The optimal values of Kp, Ki, and Kd can theoretically be determined if the transfer function for the system is known. However, given the complexity of the multiphysics model, it appears impractical to proceed that way. Instead, their values are chosen based on a semi-empirical approach. In particular, Kp represents the angle by which the drums are to be rotated per amount of reactivity. Fortunately, in most of the realistic operational range of the drums, the reactivity inserted per degree (α) is fairly constant and Kp can be approximately set to 1/α. If the error consistently lags behind the set point or tends to over-correct, the proper approach is to adjust Ki or Kd. In any event, the values of Kp, Ki, and Kd can be adjusted to make the system more or less responsive.

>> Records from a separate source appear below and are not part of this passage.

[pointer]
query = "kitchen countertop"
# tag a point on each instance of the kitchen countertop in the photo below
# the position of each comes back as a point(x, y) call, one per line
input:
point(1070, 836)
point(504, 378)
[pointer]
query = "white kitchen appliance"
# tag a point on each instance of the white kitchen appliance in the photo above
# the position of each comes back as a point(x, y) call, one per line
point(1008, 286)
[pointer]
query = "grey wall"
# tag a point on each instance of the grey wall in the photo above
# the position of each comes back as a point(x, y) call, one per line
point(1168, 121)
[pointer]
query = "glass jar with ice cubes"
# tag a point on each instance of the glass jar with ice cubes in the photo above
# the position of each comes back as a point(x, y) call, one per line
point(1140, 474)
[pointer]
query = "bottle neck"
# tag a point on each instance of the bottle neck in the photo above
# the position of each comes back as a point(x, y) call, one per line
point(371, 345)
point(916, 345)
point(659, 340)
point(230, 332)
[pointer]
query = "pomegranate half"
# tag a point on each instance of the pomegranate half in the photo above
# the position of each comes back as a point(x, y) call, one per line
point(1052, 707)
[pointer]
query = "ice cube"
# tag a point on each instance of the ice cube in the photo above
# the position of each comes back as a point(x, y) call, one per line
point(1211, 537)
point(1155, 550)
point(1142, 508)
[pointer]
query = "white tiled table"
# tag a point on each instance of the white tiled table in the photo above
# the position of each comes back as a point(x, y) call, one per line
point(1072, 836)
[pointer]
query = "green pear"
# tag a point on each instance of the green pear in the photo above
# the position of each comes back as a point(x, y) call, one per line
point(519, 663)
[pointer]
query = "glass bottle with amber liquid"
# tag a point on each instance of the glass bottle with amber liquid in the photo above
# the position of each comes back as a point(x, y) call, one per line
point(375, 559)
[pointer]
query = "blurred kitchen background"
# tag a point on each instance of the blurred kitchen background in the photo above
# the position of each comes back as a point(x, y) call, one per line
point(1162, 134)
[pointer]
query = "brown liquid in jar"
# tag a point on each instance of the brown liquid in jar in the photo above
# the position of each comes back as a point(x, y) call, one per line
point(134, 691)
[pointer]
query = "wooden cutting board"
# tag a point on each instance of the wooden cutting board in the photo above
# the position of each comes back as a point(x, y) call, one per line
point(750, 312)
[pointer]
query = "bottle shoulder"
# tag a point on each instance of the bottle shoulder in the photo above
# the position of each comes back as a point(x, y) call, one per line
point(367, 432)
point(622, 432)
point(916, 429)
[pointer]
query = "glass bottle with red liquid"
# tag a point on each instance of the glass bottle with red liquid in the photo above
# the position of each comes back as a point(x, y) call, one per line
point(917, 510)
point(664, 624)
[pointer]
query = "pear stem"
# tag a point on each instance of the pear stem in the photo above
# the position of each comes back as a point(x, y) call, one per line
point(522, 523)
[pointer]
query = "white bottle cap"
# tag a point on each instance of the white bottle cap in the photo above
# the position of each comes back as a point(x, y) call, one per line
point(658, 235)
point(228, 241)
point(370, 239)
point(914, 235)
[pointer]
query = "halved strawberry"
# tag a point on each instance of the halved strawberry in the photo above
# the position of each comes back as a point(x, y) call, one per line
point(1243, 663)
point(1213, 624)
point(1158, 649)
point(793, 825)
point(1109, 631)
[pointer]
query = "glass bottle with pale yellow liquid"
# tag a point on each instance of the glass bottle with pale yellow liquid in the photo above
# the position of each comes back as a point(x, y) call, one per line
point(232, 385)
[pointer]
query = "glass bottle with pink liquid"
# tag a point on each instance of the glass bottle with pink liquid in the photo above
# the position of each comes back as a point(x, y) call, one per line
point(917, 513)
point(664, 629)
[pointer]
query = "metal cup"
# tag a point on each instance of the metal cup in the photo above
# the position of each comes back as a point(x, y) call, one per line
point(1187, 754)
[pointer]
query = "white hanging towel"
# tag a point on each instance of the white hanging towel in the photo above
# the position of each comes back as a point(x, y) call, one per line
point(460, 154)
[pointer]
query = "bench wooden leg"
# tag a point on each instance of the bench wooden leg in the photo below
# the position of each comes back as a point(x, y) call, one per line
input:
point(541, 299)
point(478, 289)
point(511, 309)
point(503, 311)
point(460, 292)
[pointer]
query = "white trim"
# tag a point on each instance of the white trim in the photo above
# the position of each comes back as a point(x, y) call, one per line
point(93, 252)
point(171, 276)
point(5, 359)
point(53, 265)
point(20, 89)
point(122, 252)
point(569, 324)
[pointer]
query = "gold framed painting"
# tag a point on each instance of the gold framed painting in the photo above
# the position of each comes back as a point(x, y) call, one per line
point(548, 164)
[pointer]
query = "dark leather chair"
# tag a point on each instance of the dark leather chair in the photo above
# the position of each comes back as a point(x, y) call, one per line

In the current simulations, the control system compensates the change in feedback accompanying the change in power well. During the simulation of a startup transient, the reactivity set point is chosen to be 0.3$ for the first 50 s, linearly ramping down to 0.2$ by 80 s of startup, and then remaining constant afterwards. The actual reactivity observed in the simulation closely follows the reactivity set point until the maximum control drum rotation is reached at about 100 s.

Reactor power increases from the initial 610 kW (10 kW per assembly) to close to 250 MW without over-swings in the completed simulation time. At around 90 s, a local maximum in the power is assumed that is attributed to the negative feedback outrunning control drum motion compensating for it. In this case, reactivity is under-compensated.

Temperatures increase monotonically throughout the transient with a corresponding temperature rise in the fuel, and outlet hydrogen being the largest at about 1500 K and moderator temperature rise being very small at less than 120 K. Increase in power will likely have to occur quicker in some NTP operational scenarios. It remains to be investigated if temperatures remain monotonic in these scenarios. The Griffin/RELAP-7/MOOSE model described herein is well equipped to investigate these scenarios (Figure 11).